The players are actually serious about their advocacy as they’ve formalized it by forming Gridiron Cannabis Coalition, an organization whose primary goal is to educate the people—athletes or not—about the benefits of medical cannabis. The move came amid the release of various reports on the growing number of athletes suffering from the illness years after retirement.
Even some men on the police force are in favor of its legalization. In 2014, a report that revealed several policemen in Oregon, Alaska, and Washington advocating for cannabis’ decriminalization surfaced on the Web. These law enforcers said that they could become more focused on other more serious drug-related crimes if the harmless plant became accessible to the public. The report also revealed how marijuana-related cases had significantly trimmed down in number even though the legalization battles in these areas were just about to emulate Colorado at the time.
In 2015, D.A.R.E., the organization that vows to educate all levels of school-goers about the negative and disastrous effects of illegal drugs, publicly announced its support for marijuana legalization. Through an Op-Ed, the group said that “legalizing and regulating marijuana will actually make everyone safer,” and that it’s virtually senseless to include weed to its list of dangerous drugs if its members are actually staunch believers of the benefits the society might gain should it become legal federally.
From here, changing the public’s negative notion of the plant has become stronger. Even startup companies extended their brand reach from mere marijuana producers to unashamed advocates. Med-X, a startup cannabis firm that strongly believes that all marijuana products and services must be built on research-based methodologies and systems, became known not only for its product but for its works on spreading awareness on the matter. Through The Marijuana Times, its publication arm, the company publishes news and stories on the weed. It also expressed through a press release that one of the main reasons it wants to obtain more funding through an equity crowdsourcing is to enhance its goal of educating more cannabis naysayers and antagonists across the country.
Lastly, while the republicans at the GOP Party are the least ones to openly support marijuana, recent happenings have shown us that times have definitely changed today. Texas senator Ted Cruz, for instance, despite his claim that he’s not in favor of it, is open to letting the states decide for themselves. The same goes with Wisconsin governor Scott Walker, who is in favor of giving the states—or their people—the total liberty over deciding whether it’s good for them or not.
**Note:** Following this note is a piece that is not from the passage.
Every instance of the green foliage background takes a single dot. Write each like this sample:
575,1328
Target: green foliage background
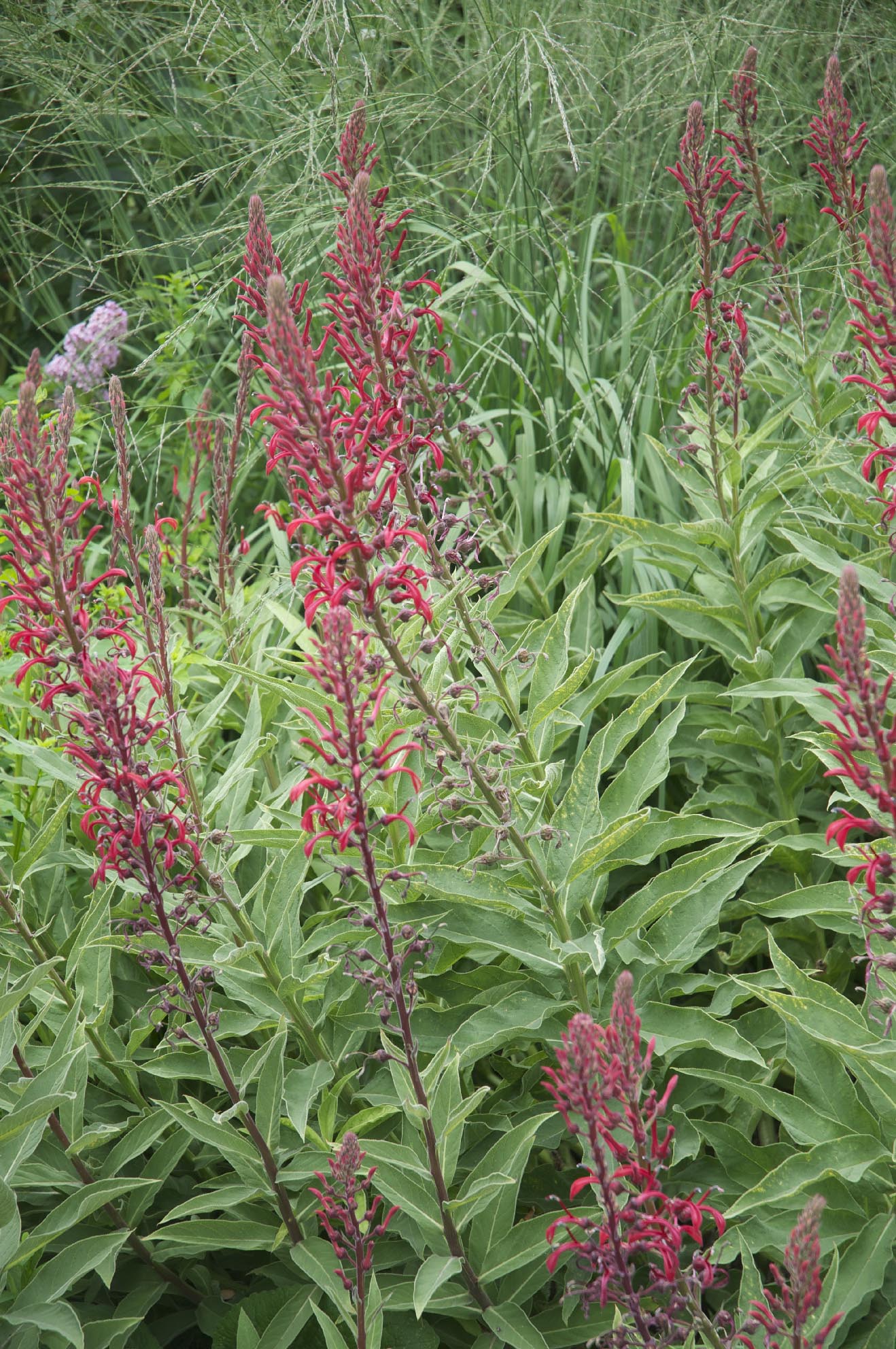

Even Florida senator Marco Rubio, whose blurry statement on being high remains a puzzling element of his entire political ideology, said that cannabis legalization is fine, so long as “that don’t have the elements that are mind-altering or create the high that do alleviate whatever condition it may be they are trying to alleviate.” Who could also forget about Senator Rand Paul’s game-changing statement that it will “allow patients, doctors, and businesses in states that have already passed medical marijuana laws to participate in those programs without fear of federal prosecution”?
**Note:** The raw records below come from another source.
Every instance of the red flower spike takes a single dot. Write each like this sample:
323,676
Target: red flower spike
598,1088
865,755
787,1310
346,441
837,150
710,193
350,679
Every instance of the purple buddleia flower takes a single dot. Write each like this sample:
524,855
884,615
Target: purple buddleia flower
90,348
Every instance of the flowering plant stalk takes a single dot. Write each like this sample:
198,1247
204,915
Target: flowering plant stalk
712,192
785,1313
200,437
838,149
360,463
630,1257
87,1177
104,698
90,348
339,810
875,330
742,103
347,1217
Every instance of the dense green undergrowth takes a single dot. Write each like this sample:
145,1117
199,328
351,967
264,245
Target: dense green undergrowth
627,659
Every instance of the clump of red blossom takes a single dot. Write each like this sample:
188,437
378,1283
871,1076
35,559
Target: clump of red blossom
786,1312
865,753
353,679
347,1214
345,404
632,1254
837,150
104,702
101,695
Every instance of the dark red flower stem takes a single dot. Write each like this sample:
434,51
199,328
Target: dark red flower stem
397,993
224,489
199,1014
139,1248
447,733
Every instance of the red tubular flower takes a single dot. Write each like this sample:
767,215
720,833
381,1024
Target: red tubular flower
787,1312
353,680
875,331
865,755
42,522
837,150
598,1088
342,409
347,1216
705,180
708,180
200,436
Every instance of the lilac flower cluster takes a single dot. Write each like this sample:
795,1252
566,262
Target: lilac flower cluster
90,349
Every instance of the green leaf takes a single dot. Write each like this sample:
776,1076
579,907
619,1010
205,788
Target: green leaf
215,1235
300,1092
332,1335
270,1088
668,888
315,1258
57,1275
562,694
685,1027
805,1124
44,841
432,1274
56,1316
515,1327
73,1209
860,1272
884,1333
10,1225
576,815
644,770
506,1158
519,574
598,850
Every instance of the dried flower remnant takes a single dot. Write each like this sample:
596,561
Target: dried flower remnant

America is still far from becoming a country bereft of marijuana prohibition, but it will be hard to deny the fact that the force behind it is growing stronger, especially because its backers are no longer confined to its usual allies. As cannabis’ future remains in the hands of the people, there can be no better move today than making the awareness of the cause more widespread and stronger, as unlikely alliances can surely make things topsy-turvy—for the better, of course.